Though Doe urinated normally, the nurse ordered Doe, flashlight in hand, to turn around.

“Jane protested and said 'no!'," the complaint states.

“Bend over,” the nurse said next, according to the complaint, as she then "pried Jane's buttocks apart with her hand, exposing Jane's rectal cavity.”

Ordered after to “turn around,” Doe says she complied with Avallone’s orders “to expose her vagina for examination.”

"Using her hand, Defendant Avallone pried apart the opening to Jane's vagina and shined her flashlight inside," the complaint states.

As with the student’s rectal cavity, the complaint says “there was absolutely nothing concealed in Jane’s vagina.”

Doe says she requested to call her father while she was dressing but that Bird said no and offered no explanation.

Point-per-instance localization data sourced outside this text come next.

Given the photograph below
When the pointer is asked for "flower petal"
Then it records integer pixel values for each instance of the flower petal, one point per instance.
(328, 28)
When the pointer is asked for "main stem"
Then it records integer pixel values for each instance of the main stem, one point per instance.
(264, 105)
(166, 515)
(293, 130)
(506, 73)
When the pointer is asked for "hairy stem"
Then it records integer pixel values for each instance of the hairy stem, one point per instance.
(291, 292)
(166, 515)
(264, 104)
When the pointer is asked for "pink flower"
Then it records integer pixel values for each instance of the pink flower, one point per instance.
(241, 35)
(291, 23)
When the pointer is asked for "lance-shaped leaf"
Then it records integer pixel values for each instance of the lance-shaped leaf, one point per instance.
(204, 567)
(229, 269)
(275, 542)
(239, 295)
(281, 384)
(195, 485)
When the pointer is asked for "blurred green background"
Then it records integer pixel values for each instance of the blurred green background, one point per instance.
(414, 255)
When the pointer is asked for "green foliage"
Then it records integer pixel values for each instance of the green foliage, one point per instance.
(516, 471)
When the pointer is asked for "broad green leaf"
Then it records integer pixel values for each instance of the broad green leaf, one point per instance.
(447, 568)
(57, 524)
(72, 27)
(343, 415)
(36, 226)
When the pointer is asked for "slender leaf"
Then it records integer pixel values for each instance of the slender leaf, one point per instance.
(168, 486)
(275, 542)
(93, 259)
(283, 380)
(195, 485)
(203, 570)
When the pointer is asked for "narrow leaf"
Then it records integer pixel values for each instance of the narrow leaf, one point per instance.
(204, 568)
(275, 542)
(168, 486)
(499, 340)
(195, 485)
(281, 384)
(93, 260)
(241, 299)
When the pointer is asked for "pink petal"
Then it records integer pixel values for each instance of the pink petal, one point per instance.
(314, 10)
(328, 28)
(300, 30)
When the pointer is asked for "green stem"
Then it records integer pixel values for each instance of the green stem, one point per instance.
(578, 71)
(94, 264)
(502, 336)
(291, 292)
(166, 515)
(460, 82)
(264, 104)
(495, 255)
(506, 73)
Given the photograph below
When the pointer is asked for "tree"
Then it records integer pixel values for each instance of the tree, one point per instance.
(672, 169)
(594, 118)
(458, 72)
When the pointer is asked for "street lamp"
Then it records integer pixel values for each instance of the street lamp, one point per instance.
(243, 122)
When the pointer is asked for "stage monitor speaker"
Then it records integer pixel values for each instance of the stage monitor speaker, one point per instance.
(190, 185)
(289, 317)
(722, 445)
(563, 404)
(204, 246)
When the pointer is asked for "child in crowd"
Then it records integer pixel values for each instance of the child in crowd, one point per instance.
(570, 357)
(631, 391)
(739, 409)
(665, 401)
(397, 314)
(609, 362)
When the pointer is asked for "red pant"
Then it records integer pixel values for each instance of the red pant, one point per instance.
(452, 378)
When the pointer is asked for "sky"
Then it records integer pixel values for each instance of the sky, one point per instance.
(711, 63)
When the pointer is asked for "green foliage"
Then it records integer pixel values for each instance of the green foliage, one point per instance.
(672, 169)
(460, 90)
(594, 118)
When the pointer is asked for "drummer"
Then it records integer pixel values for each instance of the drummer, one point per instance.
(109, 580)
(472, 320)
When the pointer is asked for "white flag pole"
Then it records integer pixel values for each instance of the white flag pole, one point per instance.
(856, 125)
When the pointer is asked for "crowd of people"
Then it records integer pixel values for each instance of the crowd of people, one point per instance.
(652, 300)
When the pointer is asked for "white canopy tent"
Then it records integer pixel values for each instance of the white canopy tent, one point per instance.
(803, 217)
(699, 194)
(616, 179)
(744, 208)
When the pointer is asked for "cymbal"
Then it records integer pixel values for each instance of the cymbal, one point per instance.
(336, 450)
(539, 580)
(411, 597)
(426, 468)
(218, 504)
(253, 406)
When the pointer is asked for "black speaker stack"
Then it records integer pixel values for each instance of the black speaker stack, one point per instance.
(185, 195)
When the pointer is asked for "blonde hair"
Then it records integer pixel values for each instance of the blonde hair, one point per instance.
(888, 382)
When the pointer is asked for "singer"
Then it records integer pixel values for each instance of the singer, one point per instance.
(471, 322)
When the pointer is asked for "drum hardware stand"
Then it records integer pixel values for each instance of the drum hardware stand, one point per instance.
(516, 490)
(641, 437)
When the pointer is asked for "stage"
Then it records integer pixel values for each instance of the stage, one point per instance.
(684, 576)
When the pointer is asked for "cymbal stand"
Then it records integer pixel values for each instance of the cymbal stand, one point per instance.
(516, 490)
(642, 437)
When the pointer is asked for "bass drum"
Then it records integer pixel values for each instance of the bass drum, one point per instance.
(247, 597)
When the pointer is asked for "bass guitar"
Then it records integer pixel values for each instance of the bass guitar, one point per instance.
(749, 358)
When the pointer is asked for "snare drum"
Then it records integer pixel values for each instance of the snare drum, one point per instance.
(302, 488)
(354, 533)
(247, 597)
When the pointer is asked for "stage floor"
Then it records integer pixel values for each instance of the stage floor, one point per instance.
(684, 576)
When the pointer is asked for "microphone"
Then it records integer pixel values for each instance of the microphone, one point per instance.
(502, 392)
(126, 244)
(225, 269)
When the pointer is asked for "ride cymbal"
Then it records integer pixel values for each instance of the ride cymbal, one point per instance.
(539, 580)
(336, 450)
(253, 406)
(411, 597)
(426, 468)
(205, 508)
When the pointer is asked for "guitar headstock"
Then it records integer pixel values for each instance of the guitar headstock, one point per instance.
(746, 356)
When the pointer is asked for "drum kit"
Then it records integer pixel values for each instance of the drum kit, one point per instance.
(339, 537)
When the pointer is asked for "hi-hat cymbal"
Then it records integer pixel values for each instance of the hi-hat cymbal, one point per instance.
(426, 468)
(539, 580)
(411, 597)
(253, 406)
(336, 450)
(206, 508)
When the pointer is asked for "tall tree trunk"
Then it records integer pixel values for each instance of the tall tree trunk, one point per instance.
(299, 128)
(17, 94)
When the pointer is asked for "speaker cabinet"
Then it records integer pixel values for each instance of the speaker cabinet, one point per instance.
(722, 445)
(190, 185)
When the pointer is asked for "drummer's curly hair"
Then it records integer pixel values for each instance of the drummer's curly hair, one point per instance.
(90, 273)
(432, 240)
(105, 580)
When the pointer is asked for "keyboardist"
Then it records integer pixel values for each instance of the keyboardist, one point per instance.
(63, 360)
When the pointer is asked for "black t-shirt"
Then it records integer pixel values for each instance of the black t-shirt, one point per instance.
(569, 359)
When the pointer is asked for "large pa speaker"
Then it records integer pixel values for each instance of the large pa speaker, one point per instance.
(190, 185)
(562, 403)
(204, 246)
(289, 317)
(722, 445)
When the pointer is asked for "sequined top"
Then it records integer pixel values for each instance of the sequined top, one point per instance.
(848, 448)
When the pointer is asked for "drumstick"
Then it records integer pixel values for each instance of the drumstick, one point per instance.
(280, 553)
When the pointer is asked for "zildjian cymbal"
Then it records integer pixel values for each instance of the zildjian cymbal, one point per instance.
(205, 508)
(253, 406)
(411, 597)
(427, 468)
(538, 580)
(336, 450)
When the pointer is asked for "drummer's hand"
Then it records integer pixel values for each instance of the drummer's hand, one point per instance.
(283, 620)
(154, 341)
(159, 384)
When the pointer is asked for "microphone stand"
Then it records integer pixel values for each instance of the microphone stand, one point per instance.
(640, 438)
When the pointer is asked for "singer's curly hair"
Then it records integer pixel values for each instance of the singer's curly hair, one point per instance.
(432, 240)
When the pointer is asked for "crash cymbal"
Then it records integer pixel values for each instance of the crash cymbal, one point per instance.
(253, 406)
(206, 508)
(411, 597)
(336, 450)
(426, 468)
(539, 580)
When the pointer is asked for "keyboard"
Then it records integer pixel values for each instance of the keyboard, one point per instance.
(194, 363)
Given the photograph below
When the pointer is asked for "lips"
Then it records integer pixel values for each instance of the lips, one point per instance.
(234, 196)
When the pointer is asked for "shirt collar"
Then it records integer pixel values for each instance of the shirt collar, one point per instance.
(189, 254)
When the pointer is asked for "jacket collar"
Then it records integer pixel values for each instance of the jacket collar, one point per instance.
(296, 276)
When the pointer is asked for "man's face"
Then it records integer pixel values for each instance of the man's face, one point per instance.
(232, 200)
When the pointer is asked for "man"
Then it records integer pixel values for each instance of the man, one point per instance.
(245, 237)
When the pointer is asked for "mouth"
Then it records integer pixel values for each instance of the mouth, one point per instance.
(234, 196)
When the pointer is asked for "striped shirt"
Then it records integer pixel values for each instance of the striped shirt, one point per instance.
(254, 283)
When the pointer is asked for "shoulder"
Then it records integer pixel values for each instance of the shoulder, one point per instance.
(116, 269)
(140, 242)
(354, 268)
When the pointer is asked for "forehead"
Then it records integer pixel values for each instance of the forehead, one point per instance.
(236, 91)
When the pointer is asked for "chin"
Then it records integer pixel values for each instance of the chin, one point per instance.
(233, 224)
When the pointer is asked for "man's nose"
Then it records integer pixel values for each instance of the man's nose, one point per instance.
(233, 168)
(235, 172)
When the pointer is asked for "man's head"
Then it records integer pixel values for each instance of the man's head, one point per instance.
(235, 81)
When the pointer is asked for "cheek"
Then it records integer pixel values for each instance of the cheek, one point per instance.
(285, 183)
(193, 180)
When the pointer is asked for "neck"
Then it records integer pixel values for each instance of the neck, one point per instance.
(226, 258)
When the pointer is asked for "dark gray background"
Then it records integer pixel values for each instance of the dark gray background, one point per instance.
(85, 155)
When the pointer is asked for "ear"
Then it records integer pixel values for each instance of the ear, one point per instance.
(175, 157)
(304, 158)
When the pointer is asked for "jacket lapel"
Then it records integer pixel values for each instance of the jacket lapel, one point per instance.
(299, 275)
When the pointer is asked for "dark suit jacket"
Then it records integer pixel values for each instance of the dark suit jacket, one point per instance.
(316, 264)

When Luther retuned Doe’s backpack to her, according to the complaint, she says her belongings were rearranged and that Luther admitted to searching the backpack outside of her presence.

All Luther had to say in explanation of his activity, the complaint says, was “Stop having your name associated with people with drugs.”

"The severe emotional toll of the morning's events left Jane extremely upset, so she eventually requested to leave school early for the day," the lawsuit states. "Jane missed several days of school due to her ongoing emotional distress resulting from this incident."

Doe seeks punitive damages, alleging 13 causes of action including unreasonable search, false arrest, assault, battery, false imprisonment, emotional distress, negligence and gender discrimination in violation of Title IX, the federal law prohibiting sex discrimination in education.

The student is represented by Donald DiBenedetto with Costello, Cooney & Fearon of Syracuse, New York.